In this work, we systematically investigated the global AS landscape regulated by PQBP1 through combined analysis of spyCLIP‐seq and RNA‐seq data, and found that PQBP1 was predominantly mapped to exons. Our study further demonstrated that the most predominant AS events upon PQBP1 knockdown were skipped exons. Previous studies have reported that PQBP1 regulates AS of BCL‐X in human A549 cells ^{[ 27 ]} and Ncam‐1 in mouse neurons,^{[ 25 ]} and our present work provides strong evidence that PQBP1 regulates AS of apoptotic genes, including BAX, in ovarian cancer cells. BCL2 family proteins frequently undergo AS to expand protein diversity.^{[ 28 ]} BAX consists of six exons and several isoforms have been previously reported, including canonical isoform BAX‐α and alternatively spliced isoforms ((Haferkamp et al.)). In contrast to BAX‐α, BAX‐β retains an un‐spliced intron 5, generating a distinct C‐terminal domain. BAX‐β forms a heterodimer with BAX‐α and promotes its change into an active conformation.^{[ 29 ]} BAX‐δ is a truncated isoform of BAX that results from the skipping of exon 3.^{[ 30 ]} BAX‐psi is an N‐terminal truncated isoform with partial deletion of exon 1, and the BAX‐psi protein is predominately localized to mitochondria and is a stronger inducer of apoptosis than BAX‐α.^{[ 31 ]} A recent study reported that SRSF6 deletion promotes the retention of BAX intron 1 to generate BAX‐k, an isoform that sensitizes macrophages to undergo apoptosis.^{[ 32 ]} In the present study, we demonstrated that PQBP1 knockdown promoted exon 2 inclusion to generate BAX‐L. In contrast, ectopic expression of PQBP1 promoted BAX exon 2 skipping and led to a premature termination codon and to a truncated isoform that underwent nonsense‐mediated decay.

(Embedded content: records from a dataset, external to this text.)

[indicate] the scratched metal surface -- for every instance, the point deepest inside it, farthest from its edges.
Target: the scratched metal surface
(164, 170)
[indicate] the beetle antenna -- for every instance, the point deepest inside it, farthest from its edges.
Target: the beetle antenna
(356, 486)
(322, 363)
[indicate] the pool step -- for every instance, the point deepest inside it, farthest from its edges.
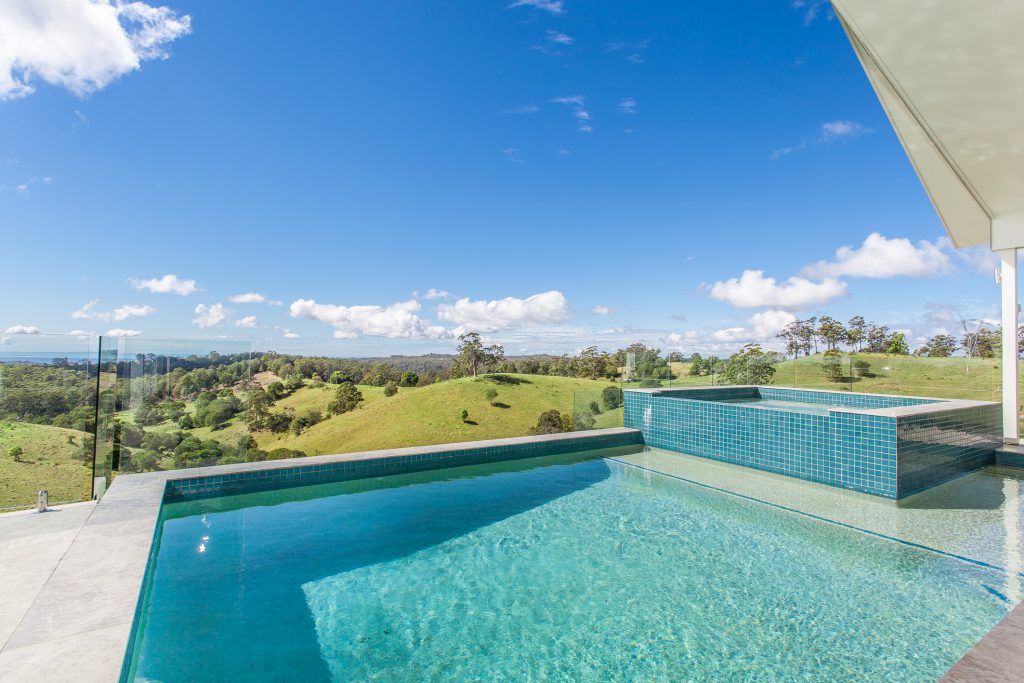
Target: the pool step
(1010, 456)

Splice‐switching ASOs are promising approaches for anti‐cancer therapy. For example, ASOs that promote a shift from STAT3α to STAT3β exhibit good anti‐tumor activity both in vitro and in vivo,^{[ 33 ]} and ASOs that switch PKM splicing from the cancer‐associated PKM2 isoform to the PKM1 isoform reverse the Warburg effect and inhibit tumor growth.^{[ 34 ]} Also, our group previously developed ASOs that mediate BCL2L12 exon 3 skipping and suppress ovarian tumor growth.^{[ 15 ]} In this study, we developed ASOs based on the binding sites of PQBP1 in the pre‐mRNA of BAX. We demonstrated that the ASOs promoted exon 2 inclusion and generated BAX‐L, which in turn increased the protein level of BAX and induced apoptosis of ovarian cancer cells. Further study is needed to improve the specificity and delivery efficiency of these ASOs.

4. Conclusion

In conclusion, our work systematically studied PQBP1‐mediated AS and assessed the role of PQBP1 in ovarian cancer progression. We demonstrated that PQBP1 is commonly increased in SOC tissues and is correlated with poor prognosis. We also verified that PQBP1 promotes ovarian cancer progression by regulating the aberrant splicing and degradation of BAX. Of note, splice‐switching ASOs targeting BAX exhibited effective anti‐tumor activity. Thus, our study provides new insights into the oncogenic splicing factor PQBP1 in ovarian cancer development and suggests that PQBP1 represents a potential target for therapeutic interventions against ovarian cancer.

5. Experimental Section

Patient Sample Collection

All evaluated FT and SOC tissues were obtained from the Department of Obstetrics and Gynecology, Qilu Hospital, Shandong University. SOCs (n = 228) used for tissue microarrays were collected from primary surgical operations without neoadjuvant therapy in 2007–2013. FTs (n = 42) were collected from patients with benign diseases through salpingectomy. Professional experts made the tissue microarrays in our lab. All patients provided informed consent before enrollment. The patient characteristics included the age, FIGO stage (2014), histology, Cancer Antigen 125 (CA‐125), tumor diameter, ascites involvement, omental involvement, the size of residual lesions which can be seen by naked eye after operation, adjuvant chemotherapy, platinum resistance relapse (relapse within 6 months after completion of platinum‐based therapy). Overall survival was the time interval from surgery to the death or last follow‐up. This study followed the principles of the Declaration of Helsinki and was approved by the ethics committee of Qilu Hospital, Shandong University (Date: 2021/12/20, KYLL‐202111‐073).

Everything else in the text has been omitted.